Op-Eds

In defense of the mosaic theory

by Paul Rosenzweig

Nov 29, 2017

issues: Data Policy, Open Government, Technology and Innovation

originally published in Lawfare

As the Supreme Court begins its formal consideration of the Carpenter case, it seems useful to me to finally take up the challenge that my friend, Orin Kerr, has often laid down — he asks why nobody is defending the mosaic theory? So let me do it in this (rather lengthy) post. By way of short introduction the “mosaic theory” is the idea that large scale or long-term collections of data reveal details about individuals in ways that are qualitatively different from single instances of observation and the related idea that as a consequence Fourth Amendment law should take account of that fact through a warrant requirement for “big data” collection. Orin thinks theory is flawed. I agree — but it is better than the alternatives. In this post I hope to explain why.

By way of background: Carpenter, you will recall, involves warrantless government access to historical cell site location data. Cell site location data, as the name implies is a set of locational information collected by your cell service provider as part of the business of providing you with cell service. As you sit in your office today, with your phone on, the phone is checking in with nearby cell towers to announce its presence — that’s how the system knows where to route calls to you if you are roaming and it is an essential feature of providing phone service to you. Your service provider (say Verizon) can, and often does, retain those locational records for a period of time. And thus, it is feasible to track your movements, on a broad scale by collecting your history of cell site location information.

As a result, as in the case of Carpenter, the same data can be used in an investigative manner. If, as with Carpenter, we have a series of robberies, law enforcement can “dump” the historical cell site location data from the cell towers nearest the various robbery sites and then cross check them against each other. If, say, a single phone is geolocated near all of the robberies that, as we say in the business, is a clue 🙂 and it certainly gives the authorities good reason (and even probable cause) to go and investigate that individual further. S/he is either the victim of a very unfortunate coincidence or, quite possibly, a participant in the string of robberies.

That, of course, is exactly what happened to Carpenter.

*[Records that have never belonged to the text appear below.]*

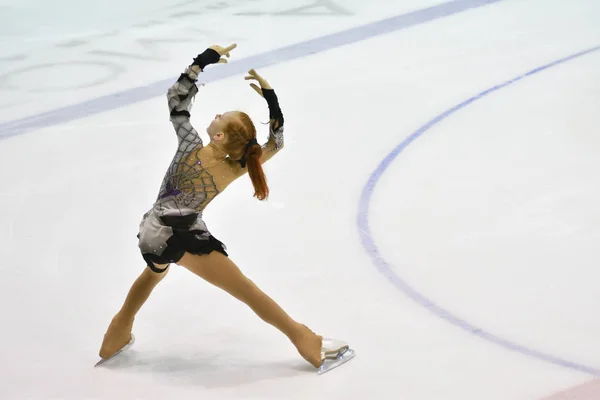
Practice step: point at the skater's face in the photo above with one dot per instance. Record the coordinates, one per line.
(216, 129)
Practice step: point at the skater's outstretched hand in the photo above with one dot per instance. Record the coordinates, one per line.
(253, 75)
(223, 51)
(212, 55)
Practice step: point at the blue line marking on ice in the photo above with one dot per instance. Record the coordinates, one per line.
(386, 269)
(298, 50)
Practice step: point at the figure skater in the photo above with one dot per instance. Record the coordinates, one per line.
(173, 232)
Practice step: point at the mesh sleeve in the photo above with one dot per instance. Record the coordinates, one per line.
(179, 98)
(276, 120)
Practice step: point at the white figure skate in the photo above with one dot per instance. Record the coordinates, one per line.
(127, 346)
(333, 354)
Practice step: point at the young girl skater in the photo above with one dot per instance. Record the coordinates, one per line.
(173, 232)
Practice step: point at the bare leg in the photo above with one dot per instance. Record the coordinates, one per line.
(220, 271)
(119, 330)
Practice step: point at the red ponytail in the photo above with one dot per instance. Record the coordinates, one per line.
(239, 133)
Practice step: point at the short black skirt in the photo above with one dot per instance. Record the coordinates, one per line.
(183, 241)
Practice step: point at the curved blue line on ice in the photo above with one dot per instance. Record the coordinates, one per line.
(385, 268)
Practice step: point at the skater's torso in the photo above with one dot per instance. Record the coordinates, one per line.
(196, 177)
(198, 173)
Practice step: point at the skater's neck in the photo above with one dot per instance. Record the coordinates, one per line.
(216, 150)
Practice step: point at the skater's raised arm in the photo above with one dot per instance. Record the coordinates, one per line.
(182, 92)
(275, 142)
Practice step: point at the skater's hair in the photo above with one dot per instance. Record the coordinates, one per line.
(239, 134)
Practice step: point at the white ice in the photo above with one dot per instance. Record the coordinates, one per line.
(493, 213)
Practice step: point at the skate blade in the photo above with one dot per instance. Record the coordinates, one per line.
(344, 356)
(127, 346)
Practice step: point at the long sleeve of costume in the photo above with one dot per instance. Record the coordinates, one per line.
(179, 97)
(276, 122)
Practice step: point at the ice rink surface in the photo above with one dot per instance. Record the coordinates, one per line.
(436, 204)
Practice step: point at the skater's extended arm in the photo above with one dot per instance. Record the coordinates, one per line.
(181, 94)
(275, 142)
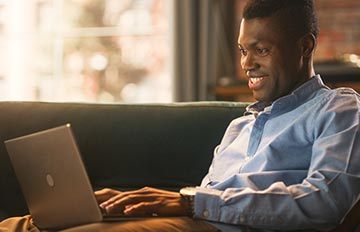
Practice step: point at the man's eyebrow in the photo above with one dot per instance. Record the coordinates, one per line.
(252, 44)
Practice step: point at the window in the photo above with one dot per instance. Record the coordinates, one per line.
(78, 50)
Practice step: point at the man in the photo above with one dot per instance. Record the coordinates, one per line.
(293, 161)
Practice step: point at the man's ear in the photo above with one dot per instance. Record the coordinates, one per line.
(308, 43)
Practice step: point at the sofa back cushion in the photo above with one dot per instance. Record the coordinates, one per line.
(122, 146)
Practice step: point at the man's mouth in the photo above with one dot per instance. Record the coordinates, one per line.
(256, 83)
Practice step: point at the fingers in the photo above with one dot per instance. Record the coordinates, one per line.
(105, 194)
(120, 201)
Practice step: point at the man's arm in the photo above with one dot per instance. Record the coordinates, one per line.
(320, 201)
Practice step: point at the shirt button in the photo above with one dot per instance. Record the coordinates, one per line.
(242, 219)
(206, 213)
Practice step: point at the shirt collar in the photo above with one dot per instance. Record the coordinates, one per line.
(300, 94)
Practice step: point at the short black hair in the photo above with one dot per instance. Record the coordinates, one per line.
(297, 16)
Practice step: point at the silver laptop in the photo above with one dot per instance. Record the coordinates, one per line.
(53, 179)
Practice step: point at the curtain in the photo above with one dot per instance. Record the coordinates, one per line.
(203, 46)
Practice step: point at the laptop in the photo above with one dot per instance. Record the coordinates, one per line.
(53, 179)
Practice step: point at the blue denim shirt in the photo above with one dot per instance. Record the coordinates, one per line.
(292, 165)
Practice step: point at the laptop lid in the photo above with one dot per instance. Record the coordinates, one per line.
(53, 178)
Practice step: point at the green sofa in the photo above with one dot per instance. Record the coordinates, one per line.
(126, 146)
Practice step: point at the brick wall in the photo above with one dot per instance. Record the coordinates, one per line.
(339, 28)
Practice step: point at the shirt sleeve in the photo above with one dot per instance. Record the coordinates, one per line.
(320, 201)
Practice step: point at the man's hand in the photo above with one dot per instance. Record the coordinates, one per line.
(105, 194)
(143, 202)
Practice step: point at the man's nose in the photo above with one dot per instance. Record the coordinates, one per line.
(248, 62)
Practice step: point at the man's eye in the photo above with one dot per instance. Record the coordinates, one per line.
(242, 51)
(262, 51)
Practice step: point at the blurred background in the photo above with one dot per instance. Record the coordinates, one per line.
(148, 51)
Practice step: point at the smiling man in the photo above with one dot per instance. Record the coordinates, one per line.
(292, 162)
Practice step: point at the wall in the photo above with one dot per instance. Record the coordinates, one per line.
(339, 28)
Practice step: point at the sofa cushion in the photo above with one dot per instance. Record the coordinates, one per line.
(122, 146)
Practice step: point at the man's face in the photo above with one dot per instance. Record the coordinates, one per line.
(272, 61)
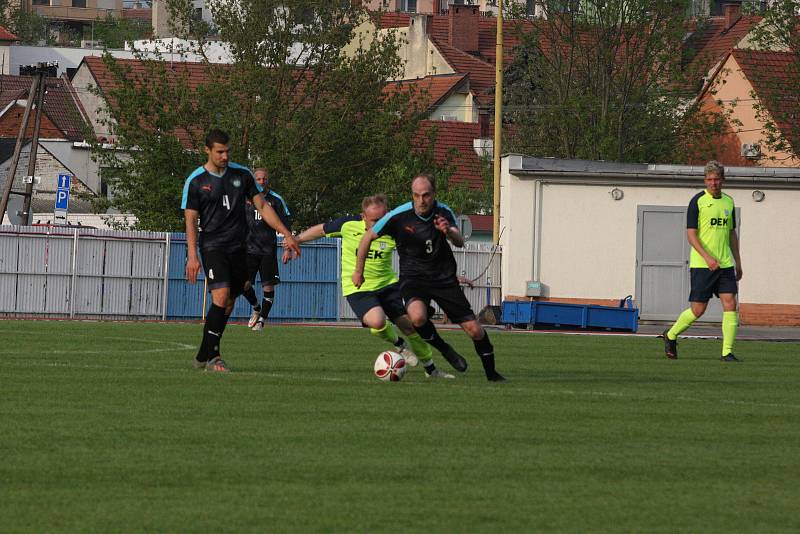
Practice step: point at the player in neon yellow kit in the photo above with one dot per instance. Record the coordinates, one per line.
(714, 263)
(379, 296)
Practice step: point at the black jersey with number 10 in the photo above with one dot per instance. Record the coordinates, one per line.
(220, 201)
(425, 253)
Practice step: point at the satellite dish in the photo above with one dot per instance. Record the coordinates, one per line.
(464, 226)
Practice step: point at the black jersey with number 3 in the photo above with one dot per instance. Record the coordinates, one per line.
(220, 201)
(424, 251)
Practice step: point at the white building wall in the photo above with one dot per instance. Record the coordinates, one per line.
(580, 243)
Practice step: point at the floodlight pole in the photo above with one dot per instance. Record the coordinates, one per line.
(498, 124)
(37, 124)
(12, 170)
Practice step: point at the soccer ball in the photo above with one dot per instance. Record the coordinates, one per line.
(390, 366)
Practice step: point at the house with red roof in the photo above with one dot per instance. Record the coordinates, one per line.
(745, 82)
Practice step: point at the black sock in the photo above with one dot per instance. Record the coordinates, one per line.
(266, 304)
(250, 295)
(212, 333)
(429, 334)
(429, 366)
(485, 350)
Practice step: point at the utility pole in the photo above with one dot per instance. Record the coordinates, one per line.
(498, 124)
(35, 96)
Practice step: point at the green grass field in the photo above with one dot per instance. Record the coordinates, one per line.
(106, 427)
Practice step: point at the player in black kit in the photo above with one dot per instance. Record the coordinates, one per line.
(421, 229)
(262, 255)
(214, 202)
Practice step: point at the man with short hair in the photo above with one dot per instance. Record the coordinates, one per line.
(422, 228)
(214, 202)
(379, 296)
(262, 255)
(715, 264)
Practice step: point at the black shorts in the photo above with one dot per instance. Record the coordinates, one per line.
(450, 298)
(706, 283)
(264, 264)
(387, 298)
(225, 269)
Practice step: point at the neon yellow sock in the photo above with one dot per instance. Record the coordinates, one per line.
(685, 320)
(387, 333)
(420, 348)
(730, 323)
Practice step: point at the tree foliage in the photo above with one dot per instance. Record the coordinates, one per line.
(601, 80)
(293, 101)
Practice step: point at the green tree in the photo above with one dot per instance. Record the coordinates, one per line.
(293, 101)
(598, 79)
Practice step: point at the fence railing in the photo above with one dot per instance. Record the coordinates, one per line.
(101, 274)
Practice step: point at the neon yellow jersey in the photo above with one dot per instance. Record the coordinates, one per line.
(378, 272)
(714, 219)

His phone was near a bunch of robberies and, as a result of learning that, the investigation focused on him, leading to his eventual conviction. And so the question now presented is what, if any, predication the government needed to get the “dump” of data. Current law, and the courts below, said that a simple subpoena was sufficient — and that is all the government got in this case. Carpenter, and his supporters say that the intrusion on the public is so severe that a warrant should be required. [Note, of course, that the dumps were a means of finding probable cause and antecedent to it. Requiring a probable cause showing as a prelude to cell tower dumps would greatly limit their use.]

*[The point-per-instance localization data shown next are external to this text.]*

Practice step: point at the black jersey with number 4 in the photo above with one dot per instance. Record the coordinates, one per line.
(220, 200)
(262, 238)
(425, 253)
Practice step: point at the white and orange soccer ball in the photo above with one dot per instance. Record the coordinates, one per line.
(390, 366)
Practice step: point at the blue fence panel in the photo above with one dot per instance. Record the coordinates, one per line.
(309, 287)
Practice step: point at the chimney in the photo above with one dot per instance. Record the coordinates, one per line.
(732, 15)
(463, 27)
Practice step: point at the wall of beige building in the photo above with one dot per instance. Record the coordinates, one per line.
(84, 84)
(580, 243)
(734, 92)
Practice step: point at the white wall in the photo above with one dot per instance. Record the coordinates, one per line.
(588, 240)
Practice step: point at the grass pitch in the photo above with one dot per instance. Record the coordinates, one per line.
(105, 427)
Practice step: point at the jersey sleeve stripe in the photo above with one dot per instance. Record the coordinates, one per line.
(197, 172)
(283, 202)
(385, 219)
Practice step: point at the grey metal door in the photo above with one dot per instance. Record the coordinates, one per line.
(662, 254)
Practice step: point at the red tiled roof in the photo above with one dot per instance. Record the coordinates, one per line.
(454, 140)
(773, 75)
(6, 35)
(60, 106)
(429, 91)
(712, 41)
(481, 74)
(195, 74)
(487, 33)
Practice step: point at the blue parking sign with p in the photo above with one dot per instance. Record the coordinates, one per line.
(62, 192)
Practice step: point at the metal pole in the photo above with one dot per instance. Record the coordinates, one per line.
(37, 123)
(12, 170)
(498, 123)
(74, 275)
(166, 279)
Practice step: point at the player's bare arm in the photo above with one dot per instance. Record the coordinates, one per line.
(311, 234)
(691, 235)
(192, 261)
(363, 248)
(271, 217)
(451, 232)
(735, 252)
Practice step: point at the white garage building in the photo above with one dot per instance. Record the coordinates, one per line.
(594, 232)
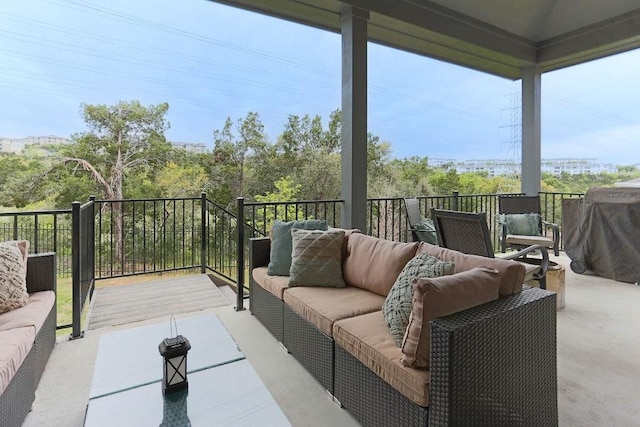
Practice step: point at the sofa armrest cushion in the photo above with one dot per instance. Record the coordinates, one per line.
(512, 273)
(374, 264)
(442, 296)
(34, 314)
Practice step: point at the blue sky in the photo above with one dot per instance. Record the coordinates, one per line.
(210, 62)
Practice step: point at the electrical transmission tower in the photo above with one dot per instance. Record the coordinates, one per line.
(511, 128)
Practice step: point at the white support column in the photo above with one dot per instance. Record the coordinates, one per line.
(531, 130)
(354, 117)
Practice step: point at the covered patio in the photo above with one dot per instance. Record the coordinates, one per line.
(514, 40)
(597, 363)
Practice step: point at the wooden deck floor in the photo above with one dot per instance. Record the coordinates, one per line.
(123, 304)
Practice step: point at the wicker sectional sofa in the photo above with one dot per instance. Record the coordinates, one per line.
(27, 337)
(492, 364)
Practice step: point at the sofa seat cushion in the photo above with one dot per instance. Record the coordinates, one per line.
(367, 338)
(374, 264)
(512, 273)
(15, 344)
(324, 306)
(274, 284)
(34, 314)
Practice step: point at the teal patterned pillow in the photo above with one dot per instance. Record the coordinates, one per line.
(280, 260)
(316, 259)
(522, 224)
(397, 307)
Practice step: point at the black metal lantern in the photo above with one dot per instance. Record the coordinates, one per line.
(174, 351)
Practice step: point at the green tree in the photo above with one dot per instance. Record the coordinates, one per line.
(122, 140)
(229, 163)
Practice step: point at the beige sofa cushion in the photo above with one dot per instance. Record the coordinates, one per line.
(367, 338)
(15, 344)
(374, 264)
(323, 306)
(33, 314)
(274, 284)
(442, 296)
(512, 273)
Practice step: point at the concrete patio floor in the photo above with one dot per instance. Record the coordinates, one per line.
(598, 363)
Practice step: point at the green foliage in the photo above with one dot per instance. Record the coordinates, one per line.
(286, 191)
(122, 140)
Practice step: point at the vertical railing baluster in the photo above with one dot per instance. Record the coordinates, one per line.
(240, 254)
(203, 232)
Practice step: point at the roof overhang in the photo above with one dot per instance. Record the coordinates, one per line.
(500, 37)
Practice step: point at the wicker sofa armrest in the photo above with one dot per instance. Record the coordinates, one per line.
(495, 364)
(41, 272)
(259, 252)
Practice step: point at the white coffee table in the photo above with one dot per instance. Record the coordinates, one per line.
(224, 389)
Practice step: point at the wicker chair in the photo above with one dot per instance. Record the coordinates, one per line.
(468, 233)
(526, 204)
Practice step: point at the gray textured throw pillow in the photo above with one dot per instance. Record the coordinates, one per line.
(13, 273)
(397, 306)
(280, 260)
(316, 258)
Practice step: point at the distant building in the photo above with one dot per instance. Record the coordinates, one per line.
(190, 147)
(555, 167)
(17, 145)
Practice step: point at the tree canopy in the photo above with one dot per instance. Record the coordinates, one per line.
(123, 153)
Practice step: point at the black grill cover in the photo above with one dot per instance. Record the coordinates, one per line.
(602, 230)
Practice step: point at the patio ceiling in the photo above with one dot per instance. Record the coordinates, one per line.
(500, 37)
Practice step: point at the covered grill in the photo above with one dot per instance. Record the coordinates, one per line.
(601, 233)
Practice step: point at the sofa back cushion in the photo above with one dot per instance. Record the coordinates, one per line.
(439, 297)
(512, 273)
(374, 264)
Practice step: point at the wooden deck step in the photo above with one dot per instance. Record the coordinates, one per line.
(123, 304)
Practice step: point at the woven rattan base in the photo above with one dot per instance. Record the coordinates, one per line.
(310, 346)
(370, 399)
(267, 308)
(15, 402)
(45, 340)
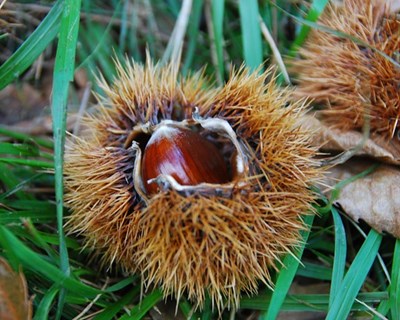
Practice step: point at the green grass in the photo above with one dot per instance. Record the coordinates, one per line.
(63, 277)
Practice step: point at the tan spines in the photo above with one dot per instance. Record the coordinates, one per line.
(353, 81)
(100, 197)
(193, 244)
(224, 245)
(270, 124)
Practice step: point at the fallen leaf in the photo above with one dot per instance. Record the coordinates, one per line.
(14, 301)
(330, 139)
(373, 198)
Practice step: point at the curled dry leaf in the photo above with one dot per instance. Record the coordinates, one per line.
(14, 301)
(331, 139)
(373, 198)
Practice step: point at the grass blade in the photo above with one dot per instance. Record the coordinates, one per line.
(45, 304)
(144, 306)
(311, 302)
(31, 260)
(394, 290)
(193, 32)
(114, 308)
(355, 277)
(24, 137)
(63, 74)
(339, 262)
(317, 7)
(217, 14)
(32, 47)
(251, 33)
(287, 274)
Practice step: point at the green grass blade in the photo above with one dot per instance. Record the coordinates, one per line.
(394, 290)
(28, 162)
(193, 32)
(31, 260)
(217, 14)
(45, 304)
(355, 277)
(311, 302)
(339, 262)
(314, 271)
(251, 33)
(113, 309)
(317, 7)
(63, 74)
(286, 274)
(144, 306)
(32, 47)
(26, 138)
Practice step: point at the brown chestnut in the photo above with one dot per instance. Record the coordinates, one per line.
(183, 154)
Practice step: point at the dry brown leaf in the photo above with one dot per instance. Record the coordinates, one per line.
(334, 140)
(373, 198)
(14, 301)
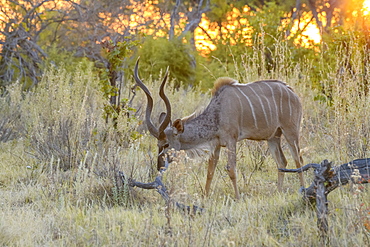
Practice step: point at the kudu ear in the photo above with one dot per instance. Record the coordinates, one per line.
(161, 117)
(179, 125)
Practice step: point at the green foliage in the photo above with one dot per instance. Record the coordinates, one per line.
(159, 53)
(118, 109)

Supporters of the government’s view have a simple analysis of the issue — under the long-standing doctrine known as the “third party” doctrine, consumers do not have any privacy interest in information they voluntarily disclose to third parties and those third parties are under no obligation (at least constitutionally) to maintain the privacy of information they receive from consumers. Because (as this argument goes) Carpenter voluntarily gave his geolocation information to his cell service provider, he has no right to say that a warrant is needed before that provider gives it to the government. [Let’s put aside for now one aspect of this case — whether it is really fair to say that Carpenter acted “voluntarily” in giving up his cell location data. For purposes of this case, everyone pretty much assumes that Carpenter can’t really argue to the contrary since, “of course,” he could have not used a phone at all.] Some of Carpenter’s supporters think about revisiting the third-party doctrine — they say it isn’t realistic in a world where it is impossible to function without sharing private information with service providers. Digital reality, they say, ends the validity of the third party doctrine.

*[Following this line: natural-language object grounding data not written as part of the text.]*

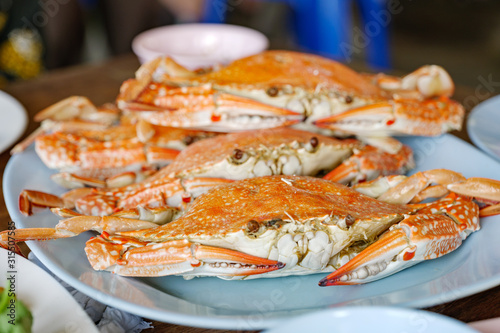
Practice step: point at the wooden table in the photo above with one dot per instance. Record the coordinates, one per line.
(101, 82)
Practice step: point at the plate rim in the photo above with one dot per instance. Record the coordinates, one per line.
(470, 129)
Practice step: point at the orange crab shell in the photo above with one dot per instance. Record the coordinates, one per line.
(268, 201)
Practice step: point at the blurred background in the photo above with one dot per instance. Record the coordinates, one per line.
(461, 35)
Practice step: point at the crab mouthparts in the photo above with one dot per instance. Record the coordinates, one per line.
(378, 116)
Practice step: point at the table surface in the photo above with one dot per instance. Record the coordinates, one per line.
(101, 82)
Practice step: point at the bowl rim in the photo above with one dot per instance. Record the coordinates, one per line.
(143, 51)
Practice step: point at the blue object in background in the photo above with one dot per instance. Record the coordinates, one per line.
(325, 27)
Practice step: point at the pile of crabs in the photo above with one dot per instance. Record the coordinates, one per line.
(278, 164)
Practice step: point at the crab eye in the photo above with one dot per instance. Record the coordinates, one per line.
(253, 229)
(272, 92)
(239, 156)
(312, 144)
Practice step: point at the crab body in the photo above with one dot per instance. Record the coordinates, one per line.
(312, 226)
(315, 87)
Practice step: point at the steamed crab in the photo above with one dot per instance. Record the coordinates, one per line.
(218, 160)
(286, 225)
(326, 93)
(98, 146)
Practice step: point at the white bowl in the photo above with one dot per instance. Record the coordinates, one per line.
(199, 45)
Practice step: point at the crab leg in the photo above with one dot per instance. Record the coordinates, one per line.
(418, 237)
(207, 109)
(369, 162)
(429, 117)
(118, 254)
(73, 226)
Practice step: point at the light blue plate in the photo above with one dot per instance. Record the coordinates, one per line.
(262, 303)
(483, 126)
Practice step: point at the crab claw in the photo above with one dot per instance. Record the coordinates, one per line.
(417, 238)
(206, 109)
(430, 117)
(118, 254)
(483, 190)
(30, 200)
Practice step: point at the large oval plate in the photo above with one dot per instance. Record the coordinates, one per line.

Even assuming the applicability of the third party doctrine, some supporters of Carpenter have a different argument. They say that collecting information in small quantities is OK, but that large scale bulk data collections (like the “dumps” at issue in Carpenter) are different and should be subject to a warrant requirement. This is the so-called “mosaic theory” (see … we got here eventually!), named after the idea that a single piece of tile in a mosaic is just a single tile with a single color, that tells you nothing. But if you collect enough tiles, put them in a pattern, and step back, you can see a beautiful Roman mosaic. In much the same way a pointillist painting by Seurat is just a collection of individual dabs of paint — but taken collectively they become a beautiful landscape.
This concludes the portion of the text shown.